ShellGames: Speculative LLM-Driven SSH Deception

Abstract

Cyber deception and Moving Target Defense are promising strategies that aim to disrupt adversaries by increasing uncertainty. However, sustaining long-lived, credible interactive sessions with adversaries remains an open challenge. Large Language Models (LLMs) offer a promising path toward more dynamic deception systems, but suffer from key limitations that fundamentally limit their applicability, including: lack of persistent state, output inconsistencies, hallucinations, latency, and susceptibility to behavioral subversion that may reveal the deception. We propose ShellGames, an SSH shell simulator based on LLM designed to address these limitations.

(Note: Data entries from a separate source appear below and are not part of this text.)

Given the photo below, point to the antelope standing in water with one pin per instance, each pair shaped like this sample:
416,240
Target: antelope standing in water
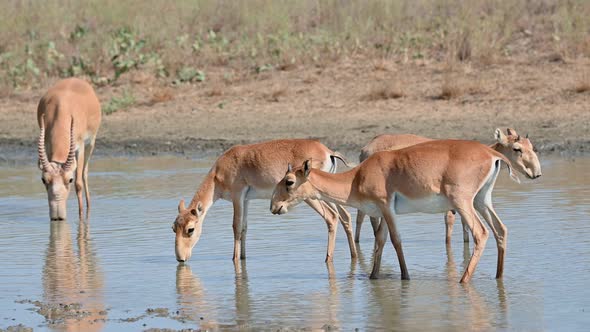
247,172
69,117
519,150
430,177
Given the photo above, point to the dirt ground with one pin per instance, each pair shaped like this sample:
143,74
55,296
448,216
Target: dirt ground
344,104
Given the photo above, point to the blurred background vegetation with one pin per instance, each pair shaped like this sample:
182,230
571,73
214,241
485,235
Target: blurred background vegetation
177,41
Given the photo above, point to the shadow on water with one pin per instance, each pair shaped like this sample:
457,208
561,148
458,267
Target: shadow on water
72,281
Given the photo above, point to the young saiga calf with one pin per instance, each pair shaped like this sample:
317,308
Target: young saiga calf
69,117
519,150
247,172
431,177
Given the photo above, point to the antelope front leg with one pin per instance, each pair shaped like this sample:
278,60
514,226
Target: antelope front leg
244,230
380,237
360,217
395,239
346,222
238,203
480,237
331,218
449,222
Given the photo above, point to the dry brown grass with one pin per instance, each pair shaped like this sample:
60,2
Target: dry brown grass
161,95
451,88
583,83
46,39
276,93
382,65
215,91
455,86
384,91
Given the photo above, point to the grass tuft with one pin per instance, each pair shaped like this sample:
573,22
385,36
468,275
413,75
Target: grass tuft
384,91
582,84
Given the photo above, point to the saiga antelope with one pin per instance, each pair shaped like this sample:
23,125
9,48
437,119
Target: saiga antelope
68,116
430,177
519,150
247,172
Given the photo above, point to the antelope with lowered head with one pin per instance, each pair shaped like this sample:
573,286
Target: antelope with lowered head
68,116
247,172
519,150
430,177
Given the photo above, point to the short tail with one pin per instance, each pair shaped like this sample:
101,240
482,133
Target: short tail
513,175
337,155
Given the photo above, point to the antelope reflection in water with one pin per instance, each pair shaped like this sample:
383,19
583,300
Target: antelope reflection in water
70,278
192,299
396,304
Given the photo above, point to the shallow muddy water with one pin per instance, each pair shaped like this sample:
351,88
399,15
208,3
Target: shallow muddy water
117,270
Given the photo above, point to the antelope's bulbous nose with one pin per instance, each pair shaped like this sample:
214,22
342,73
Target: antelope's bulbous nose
278,210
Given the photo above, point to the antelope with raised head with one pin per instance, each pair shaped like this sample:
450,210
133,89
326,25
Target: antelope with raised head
68,116
430,177
247,172
519,150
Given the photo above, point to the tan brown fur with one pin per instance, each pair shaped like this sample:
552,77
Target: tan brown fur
249,170
461,172
526,162
69,106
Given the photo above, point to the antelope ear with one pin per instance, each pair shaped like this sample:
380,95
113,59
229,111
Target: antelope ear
500,137
511,132
198,211
307,167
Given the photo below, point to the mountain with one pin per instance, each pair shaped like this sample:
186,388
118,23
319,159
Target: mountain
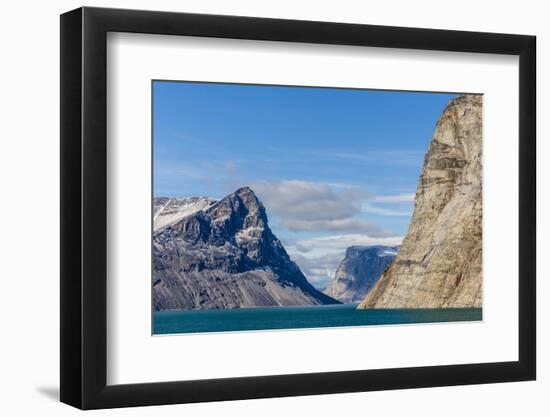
225,256
440,260
359,271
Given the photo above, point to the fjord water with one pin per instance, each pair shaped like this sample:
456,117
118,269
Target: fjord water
300,317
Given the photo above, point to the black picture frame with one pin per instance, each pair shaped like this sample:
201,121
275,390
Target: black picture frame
84,207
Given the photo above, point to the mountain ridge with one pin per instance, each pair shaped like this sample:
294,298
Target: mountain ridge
226,256
359,271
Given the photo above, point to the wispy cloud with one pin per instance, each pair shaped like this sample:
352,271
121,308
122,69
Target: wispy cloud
401,157
383,211
324,245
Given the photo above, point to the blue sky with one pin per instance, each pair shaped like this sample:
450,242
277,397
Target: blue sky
333,167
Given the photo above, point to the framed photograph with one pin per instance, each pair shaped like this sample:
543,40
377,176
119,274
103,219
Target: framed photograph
258,208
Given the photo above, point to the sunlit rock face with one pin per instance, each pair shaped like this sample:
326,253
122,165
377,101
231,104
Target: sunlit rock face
226,256
440,260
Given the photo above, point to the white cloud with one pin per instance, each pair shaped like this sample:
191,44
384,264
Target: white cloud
318,258
399,157
320,246
369,208
398,198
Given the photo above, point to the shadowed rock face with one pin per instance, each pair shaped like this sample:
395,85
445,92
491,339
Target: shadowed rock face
226,256
359,271
440,260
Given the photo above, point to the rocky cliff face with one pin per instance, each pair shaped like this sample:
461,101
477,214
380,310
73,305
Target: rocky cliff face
440,261
359,271
226,256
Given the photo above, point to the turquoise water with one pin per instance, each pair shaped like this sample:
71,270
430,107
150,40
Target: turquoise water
300,317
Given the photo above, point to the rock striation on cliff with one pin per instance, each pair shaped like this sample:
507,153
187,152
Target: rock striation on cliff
226,256
359,271
440,260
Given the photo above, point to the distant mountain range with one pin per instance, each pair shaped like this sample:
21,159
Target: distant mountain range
359,271
222,254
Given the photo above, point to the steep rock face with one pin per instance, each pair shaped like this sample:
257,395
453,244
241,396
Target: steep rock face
359,271
440,261
226,256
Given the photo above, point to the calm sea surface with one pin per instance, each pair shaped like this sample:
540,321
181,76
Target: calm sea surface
266,318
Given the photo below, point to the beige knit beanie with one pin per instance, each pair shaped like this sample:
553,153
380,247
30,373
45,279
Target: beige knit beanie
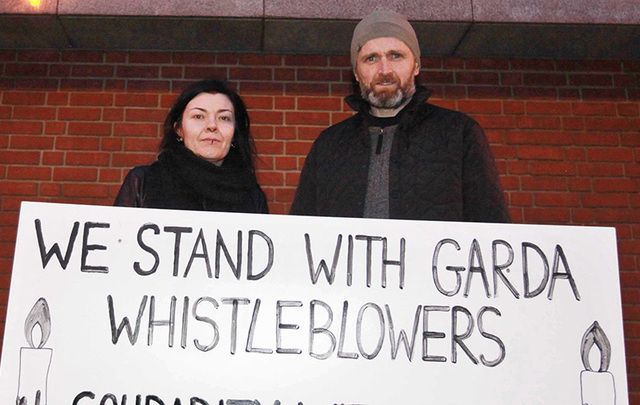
384,23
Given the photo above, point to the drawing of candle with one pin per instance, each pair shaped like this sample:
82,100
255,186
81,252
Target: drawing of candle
597,387
35,359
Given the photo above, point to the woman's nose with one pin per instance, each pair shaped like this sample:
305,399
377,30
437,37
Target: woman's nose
211,124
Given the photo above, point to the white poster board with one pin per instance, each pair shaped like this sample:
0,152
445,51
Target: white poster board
138,306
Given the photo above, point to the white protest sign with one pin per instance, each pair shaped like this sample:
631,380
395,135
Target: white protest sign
124,306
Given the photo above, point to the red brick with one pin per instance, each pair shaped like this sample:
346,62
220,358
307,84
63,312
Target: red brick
258,102
145,115
148,85
79,114
171,72
23,98
477,78
57,98
608,200
110,175
488,92
17,188
285,133
480,106
547,215
628,109
319,103
540,93
77,143
140,144
540,153
33,113
138,100
75,174
610,155
250,73
543,183
313,89
89,128
259,59
262,131
84,190
18,127
286,163
300,148
537,122
26,69
266,117
198,72
52,158
29,173
556,200
307,118
111,144
132,159
91,99
513,107
87,159
616,185
318,75
548,107
553,168
284,74
270,178
603,94
511,79
261,88
539,138
112,114
311,60
38,142
601,169
136,129
270,147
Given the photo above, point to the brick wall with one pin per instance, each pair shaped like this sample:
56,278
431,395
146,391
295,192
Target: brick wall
565,133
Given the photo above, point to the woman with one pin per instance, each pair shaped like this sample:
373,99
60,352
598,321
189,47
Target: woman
206,159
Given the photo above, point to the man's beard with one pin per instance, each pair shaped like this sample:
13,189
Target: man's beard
387,99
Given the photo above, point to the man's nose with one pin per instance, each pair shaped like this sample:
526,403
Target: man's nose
385,65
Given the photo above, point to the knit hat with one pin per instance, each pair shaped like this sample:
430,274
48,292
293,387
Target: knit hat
384,23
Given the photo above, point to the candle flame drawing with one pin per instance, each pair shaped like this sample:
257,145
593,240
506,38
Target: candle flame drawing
38,316
597,386
35,359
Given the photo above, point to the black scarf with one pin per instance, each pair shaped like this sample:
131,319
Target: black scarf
228,183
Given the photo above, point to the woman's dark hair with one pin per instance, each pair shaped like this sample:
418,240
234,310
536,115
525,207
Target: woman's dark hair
242,138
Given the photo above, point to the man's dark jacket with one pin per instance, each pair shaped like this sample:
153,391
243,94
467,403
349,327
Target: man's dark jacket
440,168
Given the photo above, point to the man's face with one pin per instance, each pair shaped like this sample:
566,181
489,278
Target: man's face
385,70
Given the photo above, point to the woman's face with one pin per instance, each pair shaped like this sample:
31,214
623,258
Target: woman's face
207,126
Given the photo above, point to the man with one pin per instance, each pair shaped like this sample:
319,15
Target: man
398,157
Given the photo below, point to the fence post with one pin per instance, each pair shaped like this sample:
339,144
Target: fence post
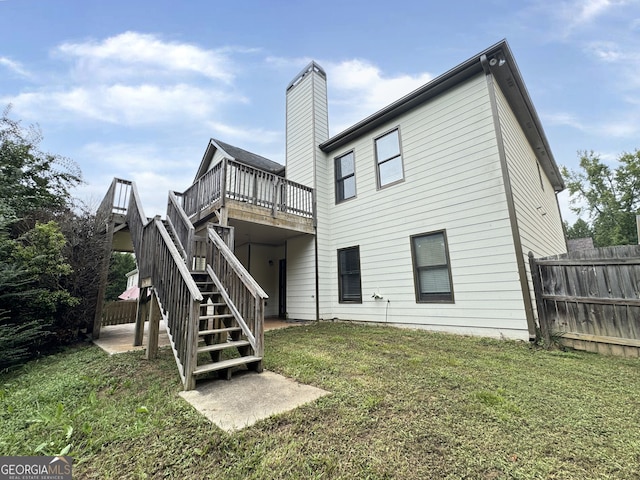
543,321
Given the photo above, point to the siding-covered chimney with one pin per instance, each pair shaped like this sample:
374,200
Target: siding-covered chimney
307,123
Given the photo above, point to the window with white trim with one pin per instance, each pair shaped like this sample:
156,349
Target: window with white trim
345,177
389,159
349,287
431,267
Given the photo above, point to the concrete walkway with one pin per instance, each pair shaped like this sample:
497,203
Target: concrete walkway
119,338
230,404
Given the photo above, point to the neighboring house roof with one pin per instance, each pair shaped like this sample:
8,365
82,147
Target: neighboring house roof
131,293
499,61
579,244
240,155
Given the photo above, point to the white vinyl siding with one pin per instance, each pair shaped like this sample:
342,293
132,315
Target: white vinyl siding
345,172
307,127
537,211
301,286
452,181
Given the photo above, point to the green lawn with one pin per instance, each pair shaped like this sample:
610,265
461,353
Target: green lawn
404,404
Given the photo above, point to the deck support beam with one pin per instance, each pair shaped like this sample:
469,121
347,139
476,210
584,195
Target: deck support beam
154,329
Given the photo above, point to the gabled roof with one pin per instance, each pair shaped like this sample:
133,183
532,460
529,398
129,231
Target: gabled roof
497,60
238,154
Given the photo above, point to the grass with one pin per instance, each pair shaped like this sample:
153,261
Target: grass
404,404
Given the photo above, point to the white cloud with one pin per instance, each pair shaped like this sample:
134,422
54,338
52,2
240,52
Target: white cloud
253,135
133,79
130,105
154,169
564,119
14,66
137,54
359,88
621,126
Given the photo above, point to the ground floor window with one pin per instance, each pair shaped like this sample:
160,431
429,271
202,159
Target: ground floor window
349,286
431,267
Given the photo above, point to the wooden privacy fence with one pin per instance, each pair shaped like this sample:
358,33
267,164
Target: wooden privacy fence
590,300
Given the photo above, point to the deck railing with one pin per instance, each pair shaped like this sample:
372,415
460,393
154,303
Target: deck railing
233,180
244,297
181,226
159,260
116,200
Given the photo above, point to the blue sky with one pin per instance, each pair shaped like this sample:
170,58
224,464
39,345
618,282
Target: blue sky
136,88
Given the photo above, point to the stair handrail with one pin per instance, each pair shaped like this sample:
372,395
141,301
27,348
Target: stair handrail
180,299
159,261
181,226
243,295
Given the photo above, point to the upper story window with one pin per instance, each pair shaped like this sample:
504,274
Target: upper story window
345,177
431,267
389,159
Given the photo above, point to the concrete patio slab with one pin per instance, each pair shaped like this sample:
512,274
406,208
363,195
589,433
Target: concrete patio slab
248,397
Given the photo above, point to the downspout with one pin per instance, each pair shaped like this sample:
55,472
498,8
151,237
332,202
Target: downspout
315,188
513,219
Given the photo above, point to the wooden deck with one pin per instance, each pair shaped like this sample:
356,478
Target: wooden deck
234,191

ShellGames combines five complementary techniques: (i) Automatic Chain-of-Thought and few-shot learning to improve correctness; (ii) memory management to maintain system state coherency; (iii) speculative command execution to reduce response latency; (iv) smart routing of complex interactive commands to a sandboxed environment; and (v) subversion detection leveraging the constrained input-output domain of shell environments. To enable systematic evaluation, we introduce a standardized benchmarking protocol and dataset spanning correctness, consistency, state tracking, and robustness tasks. ShellGames achieves 0.898 command accuracy on correctness (+5.3pp over baselines), 0.918 sequence-level accuracy on consistency (+36pp), 0.98 state tracking accuracy (+18.3pp), and 0.95 accuracy on robustness (+37pp). A user study with n=20 participants confirms that ShellGames achieves realism comparable to a real shell under free exploration and outperforms traditional honeypots on perceived command coverage.